XIV. Dessa premissa decorre o preenchimento dos requisitos de aplicação do artigo 421.º do CPC que consistem, primeiro, na exigência de que o Recorrido (parte contra quem a prova é invocada) tenha sido parte no processo em que essa prova foi produzida;
XV. Segundo, na possibilidade que o Recorrido efectivamente teve de, no processo n.º 8947/21..., exercer plenamente o contraditório quanto aos meios de prova que estão aqui em causa,
XVI. Terceiro, na paridade de garantias processuais vigentes, quer no processo n.º 8947/21..., quer nos presentes autos, porquanto ambos se regem pelo regime da acção declarativa.

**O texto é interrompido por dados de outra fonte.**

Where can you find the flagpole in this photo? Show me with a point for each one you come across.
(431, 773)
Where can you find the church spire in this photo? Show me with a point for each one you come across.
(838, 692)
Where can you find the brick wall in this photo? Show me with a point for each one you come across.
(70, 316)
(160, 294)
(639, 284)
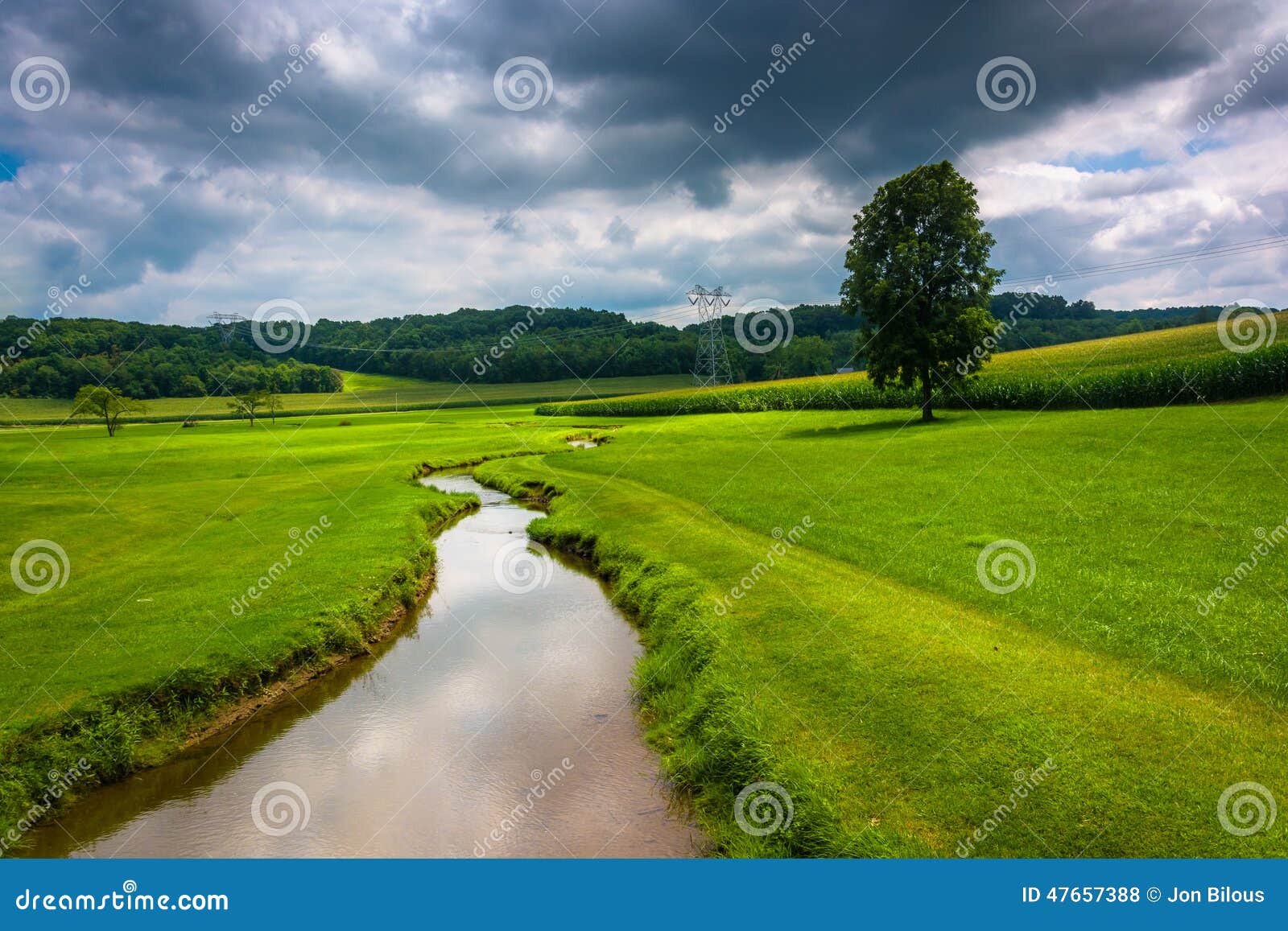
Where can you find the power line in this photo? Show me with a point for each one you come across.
(1230, 250)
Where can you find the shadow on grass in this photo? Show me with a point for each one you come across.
(876, 426)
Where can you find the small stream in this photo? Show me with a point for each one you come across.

XVII. Acresce que também o quarto requisito de aplicação, presente no n.º 2 do artigo 421.º do CPC – a ausência de anulação do acto de produção de prova – se encontra verificado, porquanto o recurso interposto pelo Recorrido quanto à sentença que julgou improcedente o processo n.º 8947/21... (v. documento n.º 3) foi por sua vez julgado improcedente por Acórdão do Tribunal da Relação ... de 24/1/2023, que confirmou a sentença recorrida, incluindo a decisão sobre a matéria de facto.
XVIII. Acresce que a matéria de facto invocada pelo Autor no processo n.º 8947/21... é, no essencial, a mesma que foi alegada na PI o que atesta a manifesta relevância dos depoimentos testemunhais e depoimentos de parte produzidos naquele processo, para a justa composição do presente litígio.

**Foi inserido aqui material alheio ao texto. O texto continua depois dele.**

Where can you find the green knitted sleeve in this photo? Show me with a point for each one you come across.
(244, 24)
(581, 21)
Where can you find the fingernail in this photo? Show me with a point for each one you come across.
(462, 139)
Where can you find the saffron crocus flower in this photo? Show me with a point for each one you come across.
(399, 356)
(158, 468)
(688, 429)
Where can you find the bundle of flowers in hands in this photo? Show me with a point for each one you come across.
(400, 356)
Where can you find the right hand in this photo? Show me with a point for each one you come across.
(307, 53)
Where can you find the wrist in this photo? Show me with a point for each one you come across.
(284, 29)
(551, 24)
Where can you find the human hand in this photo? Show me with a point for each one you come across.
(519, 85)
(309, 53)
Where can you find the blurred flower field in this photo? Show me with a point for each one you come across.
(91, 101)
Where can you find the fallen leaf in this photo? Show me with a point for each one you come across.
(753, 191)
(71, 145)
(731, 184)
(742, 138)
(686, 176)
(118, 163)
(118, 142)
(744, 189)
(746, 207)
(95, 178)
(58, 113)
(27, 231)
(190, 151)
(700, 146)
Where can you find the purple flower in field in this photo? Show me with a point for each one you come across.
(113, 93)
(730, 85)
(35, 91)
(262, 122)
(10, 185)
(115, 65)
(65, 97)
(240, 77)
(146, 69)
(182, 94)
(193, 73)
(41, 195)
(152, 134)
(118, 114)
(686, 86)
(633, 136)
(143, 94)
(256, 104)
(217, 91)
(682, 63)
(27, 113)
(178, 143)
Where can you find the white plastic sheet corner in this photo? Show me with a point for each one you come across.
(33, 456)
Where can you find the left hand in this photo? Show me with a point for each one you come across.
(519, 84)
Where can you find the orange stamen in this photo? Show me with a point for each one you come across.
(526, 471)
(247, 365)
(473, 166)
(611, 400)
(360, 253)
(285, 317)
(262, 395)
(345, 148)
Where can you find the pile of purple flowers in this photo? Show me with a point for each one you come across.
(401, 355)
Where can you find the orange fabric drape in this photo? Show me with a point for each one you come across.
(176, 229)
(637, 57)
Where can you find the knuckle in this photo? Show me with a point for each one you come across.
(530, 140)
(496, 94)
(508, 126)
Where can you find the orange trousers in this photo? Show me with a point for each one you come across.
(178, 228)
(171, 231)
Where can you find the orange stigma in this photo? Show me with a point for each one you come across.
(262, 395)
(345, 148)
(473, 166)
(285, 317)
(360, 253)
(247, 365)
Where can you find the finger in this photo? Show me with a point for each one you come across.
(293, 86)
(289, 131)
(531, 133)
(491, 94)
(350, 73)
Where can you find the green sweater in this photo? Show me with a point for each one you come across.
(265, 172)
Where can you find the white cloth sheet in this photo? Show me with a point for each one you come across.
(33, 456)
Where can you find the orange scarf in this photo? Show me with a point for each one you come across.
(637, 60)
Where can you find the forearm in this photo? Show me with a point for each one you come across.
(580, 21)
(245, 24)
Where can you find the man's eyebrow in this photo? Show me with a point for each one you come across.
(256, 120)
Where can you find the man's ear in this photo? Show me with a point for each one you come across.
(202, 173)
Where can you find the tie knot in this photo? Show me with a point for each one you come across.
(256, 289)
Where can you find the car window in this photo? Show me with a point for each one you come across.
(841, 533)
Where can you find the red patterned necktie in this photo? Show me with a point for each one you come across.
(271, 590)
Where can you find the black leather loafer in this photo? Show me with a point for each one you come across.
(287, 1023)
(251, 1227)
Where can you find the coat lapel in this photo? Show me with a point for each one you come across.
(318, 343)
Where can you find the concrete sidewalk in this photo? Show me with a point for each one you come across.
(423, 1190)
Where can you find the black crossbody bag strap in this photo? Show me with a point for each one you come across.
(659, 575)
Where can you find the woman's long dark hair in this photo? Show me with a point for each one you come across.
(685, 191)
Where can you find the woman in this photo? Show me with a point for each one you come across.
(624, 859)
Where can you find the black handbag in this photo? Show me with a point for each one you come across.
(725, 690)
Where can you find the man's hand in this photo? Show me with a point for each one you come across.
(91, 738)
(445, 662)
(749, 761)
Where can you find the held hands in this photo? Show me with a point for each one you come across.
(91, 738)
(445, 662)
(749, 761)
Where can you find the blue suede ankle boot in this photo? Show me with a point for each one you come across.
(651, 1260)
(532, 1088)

XIX. Os meios de prova em questão constituirão, por isso, prova do contrário do alegado pelo Autor na PI.
XX. Face ao exposto, revogada que seja a decisão recorrida, com fundamento no erro decisório acima identificado, deverá a mesma ser substituída por outra que determine o aproveitamento dos referidos meios de prova nos presentes autos, em conformidade com o requerido na contestação, por se encontrarem preenchidos os requisitos de aplicação do artigo 421.º do CPC.

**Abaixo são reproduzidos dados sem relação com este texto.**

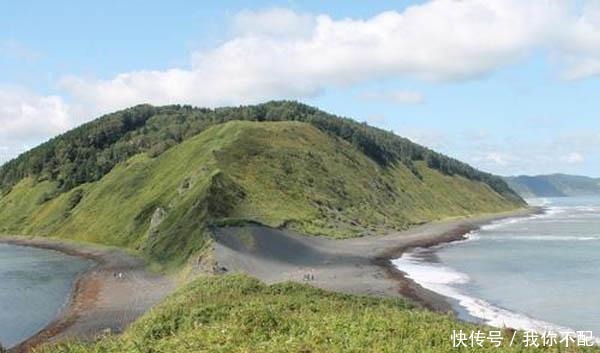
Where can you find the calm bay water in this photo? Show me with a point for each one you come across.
(35, 285)
(540, 272)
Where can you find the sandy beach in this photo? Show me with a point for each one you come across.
(102, 303)
(356, 266)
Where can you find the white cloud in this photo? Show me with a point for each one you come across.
(27, 118)
(398, 97)
(275, 22)
(279, 53)
(25, 115)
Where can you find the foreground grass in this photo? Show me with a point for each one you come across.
(236, 313)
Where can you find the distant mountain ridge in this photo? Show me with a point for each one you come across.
(554, 185)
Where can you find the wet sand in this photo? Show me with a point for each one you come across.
(356, 266)
(101, 302)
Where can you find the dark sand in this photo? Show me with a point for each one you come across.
(103, 304)
(100, 303)
(356, 266)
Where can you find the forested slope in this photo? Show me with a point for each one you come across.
(156, 180)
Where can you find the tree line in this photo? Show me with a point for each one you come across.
(89, 152)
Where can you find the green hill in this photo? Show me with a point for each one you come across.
(155, 180)
(554, 185)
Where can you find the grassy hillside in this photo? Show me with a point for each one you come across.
(275, 173)
(239, 314)
(554, 185)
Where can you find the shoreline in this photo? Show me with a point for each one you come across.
(96, 293)
(357, 266)
(423, 296)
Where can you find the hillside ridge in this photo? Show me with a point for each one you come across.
(281, 174)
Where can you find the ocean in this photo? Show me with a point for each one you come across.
(35, 285)
(537, 273)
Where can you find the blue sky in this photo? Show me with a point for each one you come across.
(508, 86)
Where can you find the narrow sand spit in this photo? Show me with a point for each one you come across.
(101, 301)
(356, 266)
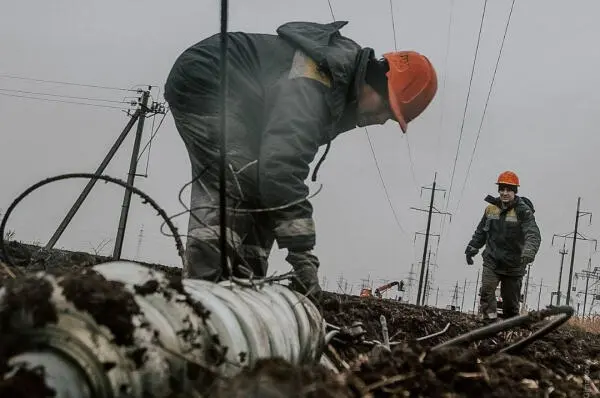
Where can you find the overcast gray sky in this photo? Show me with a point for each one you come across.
(540, 122)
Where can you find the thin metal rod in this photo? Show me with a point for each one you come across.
(426, 242)
(223, 146)
(131, 176)
(475, 298)
(563, 252)
(111, 153)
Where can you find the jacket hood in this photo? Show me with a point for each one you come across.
(340, 57)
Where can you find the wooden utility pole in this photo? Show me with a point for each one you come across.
(562, 253)
(589, 273)
(430, 211)
(476, 286)
(540, 293)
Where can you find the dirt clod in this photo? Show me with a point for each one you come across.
(149, 287)
(27, 303)
(109, 303)
(552, 367)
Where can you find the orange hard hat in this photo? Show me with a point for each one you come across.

Nestes termos, requer-se a V. Exa. admita o presente recurso, julgando-o procedente e, consequentemente, revogue a decisão recorrida com fundamento na errada interpretação e aplicação do disposto no artigo 421.º do CPC, substituindo-o por outro que determine o aproveitamento, nos presentes autos, dos depoimentos testemunhais e depoimento de parte produzidos no processo n.º 8947/21..., verificados que estão os requisitos de aplicação daquele preceito.
Mais se requer seja admitia a apresentação de certidão judicial protestada juntar, ao abrigo do disposto no artigo 425.º do CPC, ex vi do artigo 651.º do CPC.
Assim se fazendo a costumada Justiça!»
Nas contra-alegações o recorrido conclui o seguinte:
«I Um dos requisitos processualmente exigíveis para a aplicação do n.º 1, art.º 421º C.P.C., é a identidade da parte passiva nos presentes autos de 1ª instância e nos autos 8947/21....
II Não se encontram preenchidos os requisitos processuais para que possa haver o aproveitamento nestes autos de 1ª instância, dos teores das inquirições produzidas pelas testemunhas no processo 8947/21....
III O Exmo. Senhor Juiz a quo bem considerou no Despacho, datado de 20 de Janeiro de 2023 que para a aplicação do n.º 1, art.º 421º C.P.C., existisse identidade de partes no processo 8947/21... e no presente processo de 1ª instância.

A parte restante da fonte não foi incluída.